За ними — два изможденных крестьянина, посягнувших с голодухи на оливы самого епископа.
В повозке палача везут женщину — волосы ее всклокочены, платье изодрано. Воздев скованные руки, она рыдает:
— Детей отняли, мужа замучили, палачи вы, не христиане!

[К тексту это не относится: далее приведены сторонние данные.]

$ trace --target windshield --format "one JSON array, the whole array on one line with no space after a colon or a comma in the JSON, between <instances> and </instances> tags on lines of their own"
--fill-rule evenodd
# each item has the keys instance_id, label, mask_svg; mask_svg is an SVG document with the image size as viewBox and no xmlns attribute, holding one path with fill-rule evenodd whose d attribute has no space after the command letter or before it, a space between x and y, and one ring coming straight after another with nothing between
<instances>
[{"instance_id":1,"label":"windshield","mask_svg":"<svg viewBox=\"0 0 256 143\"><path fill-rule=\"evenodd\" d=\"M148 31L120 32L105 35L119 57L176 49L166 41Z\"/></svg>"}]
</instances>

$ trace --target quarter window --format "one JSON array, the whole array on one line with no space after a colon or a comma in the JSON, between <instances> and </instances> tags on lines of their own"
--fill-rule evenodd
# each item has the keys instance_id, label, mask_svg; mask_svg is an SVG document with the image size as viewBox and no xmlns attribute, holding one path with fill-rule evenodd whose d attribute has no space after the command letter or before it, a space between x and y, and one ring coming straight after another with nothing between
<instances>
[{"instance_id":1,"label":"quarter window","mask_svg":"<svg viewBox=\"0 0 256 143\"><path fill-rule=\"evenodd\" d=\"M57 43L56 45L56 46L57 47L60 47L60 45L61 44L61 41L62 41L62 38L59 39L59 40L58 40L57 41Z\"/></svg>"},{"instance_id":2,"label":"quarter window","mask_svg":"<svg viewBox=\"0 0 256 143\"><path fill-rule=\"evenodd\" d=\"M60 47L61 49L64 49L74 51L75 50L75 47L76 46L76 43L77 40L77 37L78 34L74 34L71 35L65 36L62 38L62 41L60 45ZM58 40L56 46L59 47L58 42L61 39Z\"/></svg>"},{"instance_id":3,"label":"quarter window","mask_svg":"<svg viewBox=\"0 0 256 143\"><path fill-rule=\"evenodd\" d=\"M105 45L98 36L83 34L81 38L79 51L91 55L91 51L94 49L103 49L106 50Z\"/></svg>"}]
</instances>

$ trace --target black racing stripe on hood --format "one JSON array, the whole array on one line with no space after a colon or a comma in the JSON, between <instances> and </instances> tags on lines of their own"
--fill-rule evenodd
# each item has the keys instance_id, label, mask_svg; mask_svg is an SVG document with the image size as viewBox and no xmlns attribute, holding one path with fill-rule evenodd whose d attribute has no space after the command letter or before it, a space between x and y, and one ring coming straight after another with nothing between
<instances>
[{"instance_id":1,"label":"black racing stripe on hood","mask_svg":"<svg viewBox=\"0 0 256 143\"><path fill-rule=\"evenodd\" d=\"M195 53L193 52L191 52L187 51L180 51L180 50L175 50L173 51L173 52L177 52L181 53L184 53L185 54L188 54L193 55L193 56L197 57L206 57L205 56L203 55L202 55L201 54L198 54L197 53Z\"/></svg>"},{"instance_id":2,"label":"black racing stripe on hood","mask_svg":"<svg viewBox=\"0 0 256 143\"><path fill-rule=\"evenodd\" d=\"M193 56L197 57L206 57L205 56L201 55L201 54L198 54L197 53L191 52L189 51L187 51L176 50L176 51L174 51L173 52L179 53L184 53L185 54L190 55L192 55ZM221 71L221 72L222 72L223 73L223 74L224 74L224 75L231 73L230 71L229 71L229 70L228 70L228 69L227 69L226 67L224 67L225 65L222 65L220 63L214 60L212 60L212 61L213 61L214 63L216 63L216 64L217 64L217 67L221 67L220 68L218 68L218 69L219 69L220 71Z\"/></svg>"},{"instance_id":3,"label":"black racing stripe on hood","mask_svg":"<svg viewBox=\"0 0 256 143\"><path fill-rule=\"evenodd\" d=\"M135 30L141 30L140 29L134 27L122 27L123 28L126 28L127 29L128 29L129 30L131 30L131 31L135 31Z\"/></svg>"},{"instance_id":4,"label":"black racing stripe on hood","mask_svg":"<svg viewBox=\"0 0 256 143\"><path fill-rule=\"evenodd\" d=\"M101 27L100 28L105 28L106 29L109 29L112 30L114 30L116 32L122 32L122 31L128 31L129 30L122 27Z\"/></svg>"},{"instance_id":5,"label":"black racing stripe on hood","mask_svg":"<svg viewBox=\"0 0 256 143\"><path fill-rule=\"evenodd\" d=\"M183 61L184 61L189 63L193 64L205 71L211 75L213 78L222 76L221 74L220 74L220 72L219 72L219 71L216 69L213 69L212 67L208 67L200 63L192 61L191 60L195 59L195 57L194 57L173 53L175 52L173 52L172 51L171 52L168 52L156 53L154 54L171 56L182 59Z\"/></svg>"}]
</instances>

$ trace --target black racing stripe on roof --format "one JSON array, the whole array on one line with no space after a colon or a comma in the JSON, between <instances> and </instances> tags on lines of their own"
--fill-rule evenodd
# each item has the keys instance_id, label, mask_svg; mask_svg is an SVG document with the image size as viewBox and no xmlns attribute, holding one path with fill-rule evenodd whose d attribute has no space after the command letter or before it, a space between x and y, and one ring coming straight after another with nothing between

— Барабаны! — звучит приказ.
Но высокий голос женщины взлетает выше глухой барабанной дроби, он как крик подстреленной птицы:
— Днем и ночью били меня железными прутьями, выжгли глаза, раскаленные гвозди вбивали мне в бок, волосы рвали…
Голос слабеет, удаляясь, — вот заглушили его барабаны.
— В чем провинилась эта женщина? — спрашивает обрюзгший горожанин, стоящий в толпе.
— Кто-то донес на нее, обвинив в заговоре против святой церкви, — объясняет низкорослый человечек…
— Проклятые гниды, эти шпионы, — злобно ворчит горожанин. — Сжечь бы их самих! Скажите, сеньор, не прав я?
— Всяк зарабатывает как может, — уклончиво отвечает человечек.
— Как? Ты заступаешься за шпионов? — изумляется горожанин. — Может, и ты такой же? Эх, болтаю я…
Толстяк попытался отойти от опасного соседа, но толпа так густа, что ему не сдвинуться с места.
На следующей повозке — стройная фигурка. Девичье лицо сияет юностью. Кольца волос прихотливо обрамляют лоб, в глазах — ночь, черная, как блестящее вороново крыло. Это Дора, самая красивая цыганка Трианы. Pactus diabolicus — сожительствовала с дьяволом.
— А у сеньора сатаны губа не дура, — бормочет толстый горожанин. — В жизни не видел более прекрасного создания. Взгляните на шею — стройна, как у лебедя, ей-богу, я и сам бы не отказался…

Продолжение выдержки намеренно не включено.